Symmetric Encryption (AES)
With symmetric encryption, the same secret key both locks and unlocks the data. It is fast and well suited to bulk data, which is why it handles the actual payload in most secure connections. The standard here is AES (Advanced Encryption Standard), available in 128, 192, and 256-bit key sizes and trusted for everything from disk encryption to government secrets. The catch is key distribution: both sides must already share the secret, and getting it to them safely is its own problem. Our AES guide covers how the cipher works in detail.

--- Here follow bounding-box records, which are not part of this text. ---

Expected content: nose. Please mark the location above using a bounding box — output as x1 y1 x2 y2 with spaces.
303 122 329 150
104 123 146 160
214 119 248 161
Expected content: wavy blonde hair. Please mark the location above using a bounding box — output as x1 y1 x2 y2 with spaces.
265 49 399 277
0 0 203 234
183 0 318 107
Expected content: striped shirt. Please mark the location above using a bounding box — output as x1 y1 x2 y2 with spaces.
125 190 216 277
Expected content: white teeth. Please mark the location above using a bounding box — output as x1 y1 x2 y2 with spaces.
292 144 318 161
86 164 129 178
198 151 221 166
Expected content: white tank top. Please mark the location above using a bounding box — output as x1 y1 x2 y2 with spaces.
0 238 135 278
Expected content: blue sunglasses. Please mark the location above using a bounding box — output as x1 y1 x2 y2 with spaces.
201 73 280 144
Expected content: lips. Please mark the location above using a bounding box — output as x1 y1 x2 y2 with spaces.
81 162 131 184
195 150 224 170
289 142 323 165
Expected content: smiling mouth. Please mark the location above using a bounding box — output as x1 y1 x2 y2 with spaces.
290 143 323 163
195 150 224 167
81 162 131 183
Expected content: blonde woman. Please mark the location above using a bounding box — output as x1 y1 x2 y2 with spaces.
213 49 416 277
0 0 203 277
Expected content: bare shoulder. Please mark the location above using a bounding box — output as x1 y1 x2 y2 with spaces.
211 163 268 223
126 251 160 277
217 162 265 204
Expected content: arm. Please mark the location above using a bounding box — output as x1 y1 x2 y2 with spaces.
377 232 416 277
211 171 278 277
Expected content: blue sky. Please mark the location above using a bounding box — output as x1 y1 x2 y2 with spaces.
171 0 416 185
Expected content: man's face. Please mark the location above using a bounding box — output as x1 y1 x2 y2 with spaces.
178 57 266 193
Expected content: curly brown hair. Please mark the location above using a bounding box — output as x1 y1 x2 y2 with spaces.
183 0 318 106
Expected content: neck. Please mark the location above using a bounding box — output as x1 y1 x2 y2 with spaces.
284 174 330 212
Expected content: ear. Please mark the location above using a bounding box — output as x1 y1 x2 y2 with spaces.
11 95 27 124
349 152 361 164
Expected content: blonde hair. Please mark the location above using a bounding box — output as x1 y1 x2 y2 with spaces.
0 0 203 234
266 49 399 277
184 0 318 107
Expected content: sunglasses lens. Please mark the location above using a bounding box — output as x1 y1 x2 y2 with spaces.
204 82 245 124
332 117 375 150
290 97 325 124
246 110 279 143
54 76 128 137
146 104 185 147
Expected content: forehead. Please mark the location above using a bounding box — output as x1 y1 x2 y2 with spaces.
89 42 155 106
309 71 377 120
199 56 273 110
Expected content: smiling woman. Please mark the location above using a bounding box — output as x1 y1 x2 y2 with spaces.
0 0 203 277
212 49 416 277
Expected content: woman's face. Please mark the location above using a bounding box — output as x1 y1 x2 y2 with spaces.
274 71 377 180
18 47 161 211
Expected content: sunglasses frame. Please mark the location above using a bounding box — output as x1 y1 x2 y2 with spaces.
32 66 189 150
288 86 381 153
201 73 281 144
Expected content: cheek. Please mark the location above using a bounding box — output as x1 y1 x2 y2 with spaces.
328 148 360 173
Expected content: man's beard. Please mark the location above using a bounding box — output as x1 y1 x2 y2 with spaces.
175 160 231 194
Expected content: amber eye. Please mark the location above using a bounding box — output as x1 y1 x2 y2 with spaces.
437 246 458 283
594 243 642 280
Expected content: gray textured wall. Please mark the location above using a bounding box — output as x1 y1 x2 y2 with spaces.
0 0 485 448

Asymmetric Encryption (RSA)
Asymmetric, or public-key, cryptography solves the distribution problem with a pair of mathematically linked keys. A public key, which you can share freely, encrypts data that only the matching private key can decrypt. RSA is the classic example, with its security resting on the difficulty of factoring very large numbers. Public-key methods are slower, so in practice they are used to exchange a symmetric key or to sign data, after which fast symmetric encryption takes over. The public-key cryptography overview explains the key-exchange dance more fully.
Digital Signatures
Signatures combine hashing and public-key cryptography to prove authorship and integrity at once. To sign, you hash the message, then encrypt that hash with your private key. Anyone with your public key can decrypt the signature back to the hash, hash the message themselves, and compare. If the two match, the message is genuinely yours and has not been changed.
This is precisely why a broken hash function is dangerous for signatures. If an attacker can craft two documents with the same hash, a signature on the harmless one is also a valid signature on the malicious one. That attack scenario is what made the SHA-1 collision more than an academic curiosity. The digital signatures explainer walks through the full mechanism and its failure modes.
Where This Shows Up in Real Life
These ideas are not abstract. They run quietly under the surface of ordinary computing.
- TLS / HTTPS: The padlock in your browser relies on asymmetric crypto to authenticate the server and agree on a symmetric key, then AES to encrypt the session, with hashes verifying integrity along the way.
- Passwords: Sensible services never store your password. They store a salted hash, so a database breach does not hand attackers your actual credentials.
- Bitcoin and blockchains: SHA-256 chains blocks together and secures mining, while digital signatures authorize every transaction.
- Software integrity: Download pages publish hashes (and signatures) so you can confirm an installer was not swapped out or corrupted in transit.
Each of these gets its own deeper treatment across the cluster, but they all lean on the same building blocks described above.
Frequently Asked Questions
Is hashing a type of encryption?
No. Encryption is reversible with a key, while hashing is a one-way fingerprint with no way back. They are often used together, but they are different tools for different jobs.
Why is SHA-1 considered broken if it still produces a hash?
It still produces output, but researchers (including our team) found a way to generate two different inputs with the same SHA-1 digest. Once collisions are practical, the function can no longer be trusted for signatures or certificates, even though it technically still runs.
Should I use MD5 for anything?
Only as a basic, non-security checksum to catch accidental corruption. Never use it where an attacker could gain from forging a matching hash, since MD5 collisions are trivial to produce today.
What hash function should I use instead?
SHA-256 is the safe default for most needs. SHA-3 is a sound alternative built on a different design, and for password storage specifically you want a purpose-built, slow function such as bcrypt, scrypt, or Argon2 rather than a raw fast hash.